Je m'affalai lourdement sur les sièges en cuir blanc de ma Jaguar rouge écarlate. Pour ma part, la plus belle sensation que je connaissai était de rentrer chez moi après une longue journée de travail. Je démarrai ma voiture et augmentai le volume de la musique. Le vrombissement du moteur et le contact de mes mains sur le volant m'apportèrent une grosse bouffée d'adrénaline. Je sortai d'un grand parking pour rejoindre l'autoroute et accélérai comme un fou en abaissant ma vitre. La neige, qui venait me rafraîchir le visage et le puissant son de Kaleo provenant des enceintes me procurèrent comme un effet de bien être. Les bords de routes étaient nappés d'une fine couche blanche de neige et de petits grêlons venaient se briser contre mon pare-brise. Les paysages enneigés étaient magnifiques et s'accordaient parfaitement à l'ambiance magique de Noël.
Arrivé chez moi, je jetai un bref coup d'œil sur ma montre; il était 19h00.

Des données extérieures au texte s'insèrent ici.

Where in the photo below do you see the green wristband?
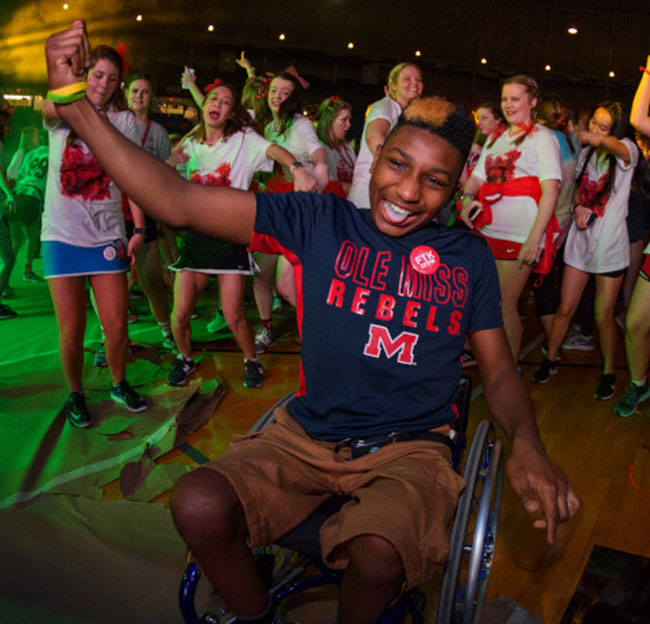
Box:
[47,91,86,104]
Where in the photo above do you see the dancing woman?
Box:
[41,46,147,427]
[461,75,562,362]
[348,63,423,208]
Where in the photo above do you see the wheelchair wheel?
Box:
[437,420,503,624]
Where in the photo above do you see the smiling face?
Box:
[330,108,352,145]
[589,107,614,141]
[202,85,235,129]
[476,108,499,136]
[370,125,462,236]
[126,78,151,113]
[390,65,423,110]
[267,78,295,114]
[501,83,537,125]
[86,58,120,107]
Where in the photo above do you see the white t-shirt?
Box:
[551,130,580,247]
[348,97,402,208]
[41,108,138,247]
[178,128,273,191]
[264,113,322,182]
[135,120,171,160]
[7,145,49,201]
[472,124,562,243]
[564,139,639,273]
[321,142,357,182]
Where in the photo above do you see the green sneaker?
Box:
[68,392,93,429]
[111,380,149,412]
[614,380,650,418]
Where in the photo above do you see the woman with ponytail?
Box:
[533,102,639,400]
[460,75,562,362]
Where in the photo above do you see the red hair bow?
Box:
[115,43,131,74]
[284,65,309,89]
[203,78,223,93]
[255,76,272,100]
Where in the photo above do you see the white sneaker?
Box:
[562,332,594,351]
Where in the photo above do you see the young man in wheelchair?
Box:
[46,21,580,624]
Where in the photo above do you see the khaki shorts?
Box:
[204,407,465,588]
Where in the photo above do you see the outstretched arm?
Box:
[630,55,650,136]
[46,20,255,244]
[471,328,580,543]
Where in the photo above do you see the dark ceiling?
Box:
[0,0,650,112]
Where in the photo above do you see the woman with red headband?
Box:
[348,63,423,208]
[253,67,328,353]
[41,46,147,427]
[316,95,357,197]
[169,79,313,388]
[460,75,562,362]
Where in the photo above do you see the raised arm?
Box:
[630,55,650,137]
[471,328,580,543]
[46,20,255,244]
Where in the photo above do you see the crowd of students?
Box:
[0,36,650,434]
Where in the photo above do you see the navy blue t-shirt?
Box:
[251,193,502,440]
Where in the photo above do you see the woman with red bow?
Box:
[460,75,562,362]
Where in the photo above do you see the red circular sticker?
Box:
[410,245,440,275]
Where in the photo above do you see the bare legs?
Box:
[171,468,404,624]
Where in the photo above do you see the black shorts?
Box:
[124,215,158,243]
[169,232,257,275]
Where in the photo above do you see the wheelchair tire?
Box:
[437,420,503,624]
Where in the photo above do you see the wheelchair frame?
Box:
[179,375,504,624]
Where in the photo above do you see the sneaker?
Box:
[460,349,476,368]
[206,310,228,334]
[614,312,625,332]
[542,342,562,362]
[95,342,108,368]
[562,332,594,351]
[111,380,149,412]
[594,375,616,401]
[167,355,196,386]
[533,358,557,383]
[68,392,93,429]
[614,381,650,418]
[0,303,18,321]
[244,358,264,388]
[23,271,45,282]
[163,334,178,354]
[255,327,275,353]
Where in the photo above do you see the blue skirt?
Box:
[41,239,129,277]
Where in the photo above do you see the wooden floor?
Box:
[98,298,650,624]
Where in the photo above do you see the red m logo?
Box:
[363,324,419,366]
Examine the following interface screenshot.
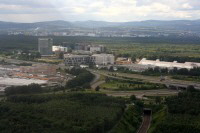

Au seuil de la porte, je fus chaleureusement accueilli par Sultan, mon spitz-loup. Il ressemblait à une grosse peluche aux couleurs cendre et noir corbeau, il possédait un grand museau et un long et soyeux pelage. J'enlevai mes chaussures en cuir marron sur un grand tapis puis me dirigeai nonchalamment vers ma chambre. J'otai mon uniforme de travail pour me revêtir d'une tenue beaucoup plus détendue. J'avais mis un col roulé en laine blanc avec un pantalon noir. Je descendis ensuite tranquillement dans ma luxueuse cuisine. Il y avait, au milieu de la pièce, un imposant et large plan de travail en porcelaine blanc, avec autour des tabourets vintages qui venaient y ajouter un brin de couleur. Une légère odeur de lavande apportait une certaine douceur à ce chaleureux endroit, et une baie-vitrée laissait quelques rayons de soleil s'infiltrer et illuminer ce paisible lieu. Mais ces temps ci, la salle était sombre à cause des gros nuages gris qui venaient étouffer le ciel.
Je décidai de mettre au four un plat de légumes pour que mon repas cuise durant la sortie de Sultan.
Je vivai seul avec ce chien dans une magnifique villa parisienne, je préférai rester célibataire car je détestai devoir appartenir à quelqu'un. Et de toute façon, je n'avais jamais été vraiment amoureux, mes relations n'étaient que de simples coups d'un soir. À vrai dire, les seules femmes qui me plaisaient réellement étaient là juste pour mon argent; pathétique... Mais cette vie me plaisait bien, et pour combler ce vide je sortais fréquemment avec mes amis.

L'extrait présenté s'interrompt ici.